The whole world was gray white and infinite encapsulate. One step outside and the cold bit as a light constant mist alternated somewhere between rain and snow. Down the highway with the lazy Sunday drivers and those with markedly too much need to hurry through life, past downtown half its height vanished into the heavy immersing fog. I love a downtown skyline, particularly ours, when it’s shrouded in fog and quiet and peaceful.
Maybe it’s just an endearing love of fog. In the mountains the fog crept in the morning through the valleys until the sun burned it off and in a later life in the Delta it hid the Mississippi and swampy waters, gnarled cypress reaching through and skyward, and thus it’s been an integral part of all my homes, of the beauty of every place that created me, and in that way is part of me.
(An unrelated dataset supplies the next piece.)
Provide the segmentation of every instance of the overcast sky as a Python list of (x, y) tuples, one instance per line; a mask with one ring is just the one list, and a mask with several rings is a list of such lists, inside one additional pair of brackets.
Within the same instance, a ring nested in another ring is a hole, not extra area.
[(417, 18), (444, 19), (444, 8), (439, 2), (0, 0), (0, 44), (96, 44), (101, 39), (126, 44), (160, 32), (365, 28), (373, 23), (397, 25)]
A person prone to keeping large swathes of myself hidden, conceptually it feels like home. And on heavy hanging days it even smells like home, every home I’ve ever had.
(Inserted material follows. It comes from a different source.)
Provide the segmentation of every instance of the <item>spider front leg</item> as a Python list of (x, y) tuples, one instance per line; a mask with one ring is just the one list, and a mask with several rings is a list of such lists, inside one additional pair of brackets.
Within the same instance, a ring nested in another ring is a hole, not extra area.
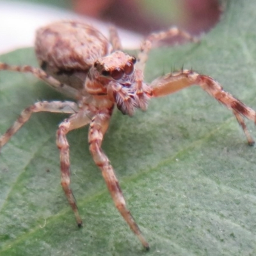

Out of town, a county over, and down a once back road now developing until it dead ended into vast glassy gray. At a reasonable looking turn, we found a place to park and disappeared along the drought lengthened shoreline, tracing various animal tracks along the sandy clay that hides when the rare rain comes. That red sandy clay that will be on our boots until the day they fall apart; the red dirt gets in you when you live here. Up narrow hiking trails into the brush, the trees were still broken in a short path line here from a tornado none too recent. Mulberry vines had crawled up them and through the splintered branches and trunks. Quiet and still, we listened and watched, the light crunching sound of hooves, flickering songbirds, bold red streaks of cardinals, and the intermittent distant laugh of a mallard. A squirrel was scampering about fifteen feet to the right. The air was frozen and sound carried far.
Josh continued hiking in search of deer, but I returned to the shoreline to see how far the edge reached, admiring the exposed roots and tangles of driftwood, like something from one of the gory fairytales I loved as a child. And as I neared the end of the walkable shore, a sudden booming racket and beating and up shot a flock of ducks, skyward through the trees and out over the lake, but the cold sent them reeling back to where they were feeding on the other side of the jetty. Before I made it another twenty feet up they shot again, so loud the air shook at that close range, and dozens directly overhead, yelling in that ridiculous laughing way they have to each other. Around the curve to where downed trees blocked the way and there they were, hundreds of ducks, feeding, roosting, floating, and something moved in the woods above us. Before I could properly train my lens on them they were up, all of them, like a thunder clap and echoing rumble of hundreds of wings beating in unison. I stood watching until the last were gone, photographing forgotten, all admiration and tranquility until they faded into the fog.
To another shore and into the woods again we hiked, carefully as the deer were coming in droves to feed. A heron was winging his way back and forth along the rocky shore, fishing here, then there, all dusty blue and shades of gray like the sky. Amazing creatures, wading birds, perfect grace and predator in unison. And against the rocks where he’d stood, ice clung sandy beige dirty but bright contrast on the red rocks. Our temperatures haven’t broken the freezing line most days so far this year and everything is coated in winter gray, except that bold red earth, the red dirt that is middle Oklahoma, its showy heart, a darker bloody burgundy tone in the gray winter damp, a heart sometimes best seen on a midwinter hike.
I enjoy your pics and story. Very accurate portrayal of a cold Lake Thunderbird winter day.
Thank you very much 🙂
As always, beautiful photos. We enjoy hiking in the winter as well, here in South Carolina. Quiet, peaceful, beautiful mountain vistas not obscured by foliage………. and no bugs!